Tablets and smartphones have quickly become useful in the kitchen, so much so that some fridges now come with them built in. But tech has yet to take over the kitchen entirely. One day soon the smart kitchen will have a fridge that can track what's in it and how long it's been there without the user having to do anything. We're not quite there yet (five years, say industry experts), but both Samsung and LG now offer connected fridges that communicate with other smart appliances in their line-up. This video from LG gives a great glimpse into the future of the connected kitchen.
While we wait for the kitchen that can cook and clean itself, however, a variety of smart appliances are already available to help prep your cuisine. Bluetooth-enabled Sous Vide cookers such as Anova's Precision One and LG's Smart ThinQ can be controlled remotely, so you can check on a meal's status while relaxing in another room or make sure you turned the oven off after you've arrived at a pot luck party. LG even has a chat function that lets you communicate back and forth with the oven.
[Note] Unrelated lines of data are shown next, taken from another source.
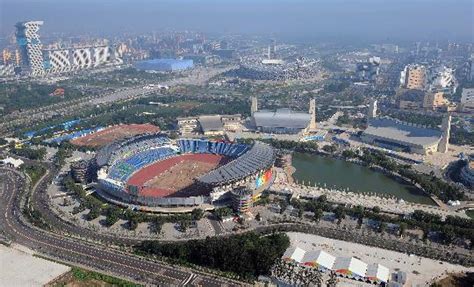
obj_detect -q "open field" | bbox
[288,232,474,286]
[128,154,224,197]
[45,267,141,287]
[71,124,160,147]
[0,245,70,286]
On a smaller scale, you can get a Wi-Fi connected crock-pot, a smart coffee machine, smart scales and even an egg tray that will tell you when you're running low.
While the individual aspects of a remote-controlled kitchen and laundry room are all convenient --there are connected washing machines and dryers that allow you to start cycles, monitor progress and get alerts if the dryer duct is clogged--an excellent advantage of connected appliances is service. Smart kitchen devices can diagnose problems remotely, saving on the cost of sending a technician. Combined with the ability to turn appliances off remotely, these features take the smart home from slightly frivolous to almost essential.
Building a smart home is no longer the daunting journey it was even a year ago. Today, the technologies are user-friendly, vastly more affordable and increasingly accessible. You can buy many of these products in brick-and-mortar stores, meaning you can go in and get your hands on them before you buy them and, crucially, there is somewhere to go if things go wrong.
One of the early barriers to entry to the smart home was the concern over protocols and interoperability between products. However, the advent of the smart hub, which acts as a bridge between all these devices, means you no longer need to worry about whether you are purchasing Zigbee or Z-Wave, Bluetooth LE or Wi-Fi enabled products.
"We're working across the different technologies and bringing all the leading brands together in one app," says Matt McGovren, head of marketing for Wink, one of the universal smart home controllers on the market. "We'll continue to expand Wink so you have the choice and flexibility to pick the products that are right for your home and life. People can be comfortable purchasing connected products from leading brands that use those technologies. They will be around for a long time."
While a standard protocol is a possibility, it doesn't mean support for the other tech will go away. Electric cars may one day be the standard automobile, but that doesn't mean gas stations will disappear overnight.
"The Smart Home is not just for the rich or the geeky anymore," says McGovren. "It's for everyone. There are a lot of parallels between cellphone adoption and what we're seeing now. The idea that you would want this phone--which at first was for the super rich or business travelers--it was hard to get your brains around how this would change your life, until you started to use it. It's the same thing with the smart home. It's a lot easier to realize the potential of a smart home than it is to explain its potential."
Go ahead--take that first step toward building a smart home and see how it changes your life. See what problems it can solve for you. It really is as easy as screwing in a light bulb.